Saturday, March 14, 2015

31 - Love My Family Pt 2

I have had those moments lately where I've been whining about the absence of support in my life.  Yes, I know that I have friends that check in with me every so often (and RA often calls me for a few min every day), but sometimes I feel I get lost in the shuffle.  I know that those things that are deep in me, those things that keep me awake at night are not the things I share.  I don't what to make it all about me, so I keep silent and I let it be all about them.  Sometimes, I'll open that "Pandora's Box" a crack, but not for long and not for much. 

So, what I have decided to do is ... something completely opposite, something by my choice - I am going to talk to my nephew and niece separately once a week, as long as they want, and make it all about them.  It's odd when that happens - I come away from the conversation feeling stronger and able to take hold of my own problems.  And, my own problems really are much less than what these two (and my brother) are burdened with right now.  I talk to my brother a lot - a good 3-4 hrs a week, often at one time, but I realized that though I always asked about them, they didn't know it.  And, they didn't know how much I love them and care about them.  I know, for me, time spent with a person is important to me, spend time with me and I 'read' it that you care about me  - so, since I really don't know them really well, we'll start here and go from there.  In this way, I also feel like I have a family.
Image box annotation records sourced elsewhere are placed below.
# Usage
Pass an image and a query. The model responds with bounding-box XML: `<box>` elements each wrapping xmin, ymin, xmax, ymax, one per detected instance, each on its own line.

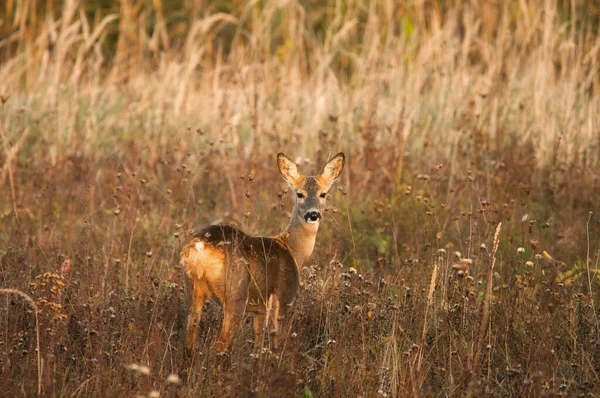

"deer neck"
<box><xmin>281</xmin><ymin>208</ymin><xmax>319</xmax><ymax>269</ymax></box>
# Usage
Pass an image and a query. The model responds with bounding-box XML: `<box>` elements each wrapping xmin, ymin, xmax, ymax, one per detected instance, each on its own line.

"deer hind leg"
<box><xmin>252</xmin><ymin>313</ymin><xmax>266</xmax><ymax>355</ymax></box>
<box><xmin>215</xmin><ymin>264</ymin><xmax>248</xmax><ymax>352</ymax></box>
<box><xmin>185</xmin><ymin>279</ymin><xmax>209</xmax><ymax>356</ymax></box>
<box><xmin>215</xmin><ymin>292</ymin><xmax>248</xmax><ymax>352</ymax></box>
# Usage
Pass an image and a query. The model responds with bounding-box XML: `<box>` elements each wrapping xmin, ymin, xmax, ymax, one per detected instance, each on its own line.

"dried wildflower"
<box><xmin>167</xmin><ymin>373</ymin><xmax>181</xmax><ymax>386</ymax></box>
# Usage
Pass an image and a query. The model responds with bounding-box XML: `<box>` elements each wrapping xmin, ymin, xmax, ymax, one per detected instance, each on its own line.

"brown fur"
<box><xmin>181</xmin><ymin>153</ymin><xmax>344</xmax><ymax>354</ymax></box>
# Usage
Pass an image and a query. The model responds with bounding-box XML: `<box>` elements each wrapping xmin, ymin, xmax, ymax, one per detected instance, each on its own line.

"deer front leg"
<box><xmin>185</xmin><ymin>280</ymin><xmax>208</xmax><ymax>357</ymax></box>
<box><xmin>273</xmin><ymin>297</ymin><xmax>290</xmax><ymax>351</ymax></box>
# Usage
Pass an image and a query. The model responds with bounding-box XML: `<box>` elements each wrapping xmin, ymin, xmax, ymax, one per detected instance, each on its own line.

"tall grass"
<box><xmin>0</xmin><ymin>0</ymin><xmax>600</xmax><ymax>396</ymax></box>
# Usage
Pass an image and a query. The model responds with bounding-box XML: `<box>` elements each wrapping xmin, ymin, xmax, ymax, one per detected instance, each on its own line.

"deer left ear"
<box><xmin>321</xmin><ymin>152</ymin><xmax>345</xmax><ymax>185</ymax></box>
<box><xmin>277</xmin><ymin>152</ymin><xmax>302</xmax><ymax>187</ymax></box>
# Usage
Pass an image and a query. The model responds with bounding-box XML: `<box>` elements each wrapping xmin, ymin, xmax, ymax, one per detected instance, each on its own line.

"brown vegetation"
<box><xmin>0</xmin><ymin>0</ymin><xmax>600</xmax><ymax>396</ymax></box>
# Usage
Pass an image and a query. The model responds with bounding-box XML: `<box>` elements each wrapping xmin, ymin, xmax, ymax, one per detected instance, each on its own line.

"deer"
<box><xmin>181</xmin><ymin>152</ymin><xmax>345</xmax><ymax>357</ymax></box>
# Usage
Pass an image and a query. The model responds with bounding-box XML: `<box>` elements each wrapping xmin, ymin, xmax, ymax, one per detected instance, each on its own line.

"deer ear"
<box><xmin>321</xmin><ymin>152</ymin><xmax>345</xmax><ymax>185</ymax></box>
<box><xmin>277</xmin><ymin>152</ymin><xmax>302</xmax><ymax>185</ymax></box>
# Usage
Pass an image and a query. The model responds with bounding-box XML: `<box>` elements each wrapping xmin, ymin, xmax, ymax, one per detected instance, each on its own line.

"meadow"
<box><xmin>0</xmin><ymin>0</ymin><xmax>600</xmax><ymax>397</ymax></box>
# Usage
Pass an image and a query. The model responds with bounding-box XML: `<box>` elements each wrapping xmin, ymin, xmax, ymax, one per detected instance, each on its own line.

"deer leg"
<box><xmin>273</xmin><ymin>297</ymin><xmax>290</xmax><ymax>351</ymax></box>
<box><xmin>185</xmin><ymin>280</ymin><xmax>208</xmax><ymax>356</ymax></box>
<box><xmin>215</xmin><ymin>299</ymin><xmax>246</xmax><ymax>352</ymax></box>
<box><xmin>252</xmin><ymin>313</ymin><xmax>266</xmax><ymax>355</ymax></box>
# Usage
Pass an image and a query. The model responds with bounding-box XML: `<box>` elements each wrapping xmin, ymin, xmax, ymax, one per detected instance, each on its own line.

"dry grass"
<box><xmin>0</xmin><ymin>0</ymin><xmax>600</xmax><ymax>396</ymax></box>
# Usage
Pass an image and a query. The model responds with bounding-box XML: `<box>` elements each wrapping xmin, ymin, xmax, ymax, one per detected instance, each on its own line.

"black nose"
<box><xmin>304</xmin><ymin>211</ymin><xmax>321</xmax><ymax>222</ymax></box>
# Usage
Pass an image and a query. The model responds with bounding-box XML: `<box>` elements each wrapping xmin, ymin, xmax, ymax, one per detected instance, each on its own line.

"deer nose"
<box><xmin>304</xmin><ymin>210</ymin><xmax>321</xmax><ymax>223</ymax></box>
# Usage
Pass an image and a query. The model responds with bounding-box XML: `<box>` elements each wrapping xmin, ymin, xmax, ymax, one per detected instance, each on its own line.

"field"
<box><xmin>0</xmin><ymin>0</ymin><xmax>600</xmax><ymax>397</ymax></box>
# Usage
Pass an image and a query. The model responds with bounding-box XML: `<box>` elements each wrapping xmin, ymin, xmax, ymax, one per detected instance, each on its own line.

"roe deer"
<box><xmin>181</xmin><ymin>152</ymin><xmax>344</xmax><ymax>355</ymax></box>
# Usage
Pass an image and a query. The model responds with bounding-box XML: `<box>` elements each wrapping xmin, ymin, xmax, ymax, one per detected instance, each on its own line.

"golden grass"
<box><xmin>0</xmin><ymin>0</ymin><xmax>600</xmax><ymax>396</ymax></box>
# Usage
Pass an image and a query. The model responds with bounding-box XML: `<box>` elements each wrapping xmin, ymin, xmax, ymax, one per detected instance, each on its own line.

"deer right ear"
<box><xmin>277</xmin><ymin>152</ymin><xmax>302</xmax><ymax>185</ymax></box>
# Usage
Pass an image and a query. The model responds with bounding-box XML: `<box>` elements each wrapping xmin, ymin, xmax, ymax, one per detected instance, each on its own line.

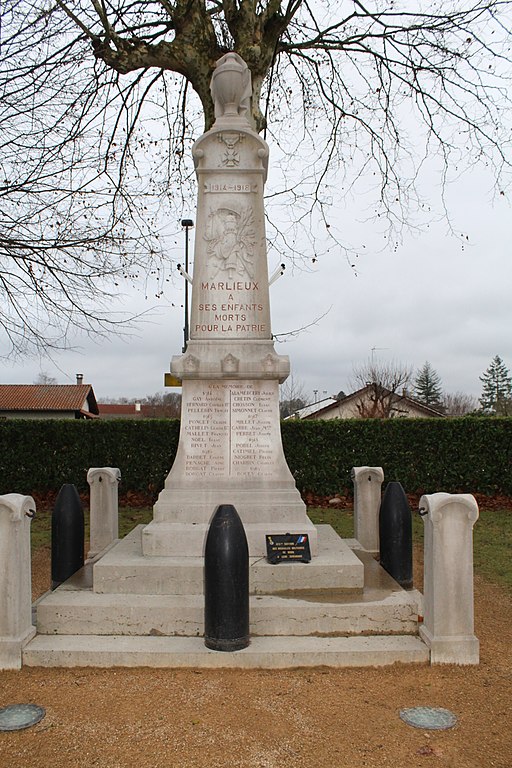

What does this do about my "Pandora's Box" of emotions?  I'm not sure ... all that is still there.  I guess that will be for another entry.  But, for here, the phone calls to my niece, my nephew and my brother, and letting them talk about their burdens, and not including and inserting my issues, does help me in a way with mine. 

Gratitude Moments for Today 
1/ Today, I'm grateful for spending time with my nephew.  He really is an amazing kid ... and we even talked about the Charlie Hedbow incident!  I joked once about this, because it's a huge thing with so many layers, and that it really isn't something to talk about with young people - and yet, when I brought up the incident, my nephew knew of the attack! We didn't talk much, but a bit.  How many Grade 8 students do you know that can talk about that??  This will be good practice for me to learn to ask questions that open the door to discussion, that encourages him to talk.
2/ Today, I'm grateful that TK called me to talk.  I know she is going through a bit of a challenging time, out of her comfort zone, and I'm grateful that she calls me to vent her burden. I'm honoured that she trusts me that much.
3/ Today, I'm grateful that I could be home for these phone calls.  I was going to go out to a friend's but was so exhausted and chose to stay home.  And I'm grateful that I did.
4/ Today, I'm grateful for the beautiful weather that continues!  This is so abnormal for this time of the year, and the snow is returning (and so, probably, is the complaining!), so I appreciate it and enjoy it while I can!
5/ Today, I'm grateful for the opportunity that is before me.  Not sure what to do with it yet, but I do recognize it as an opportunity, a gift.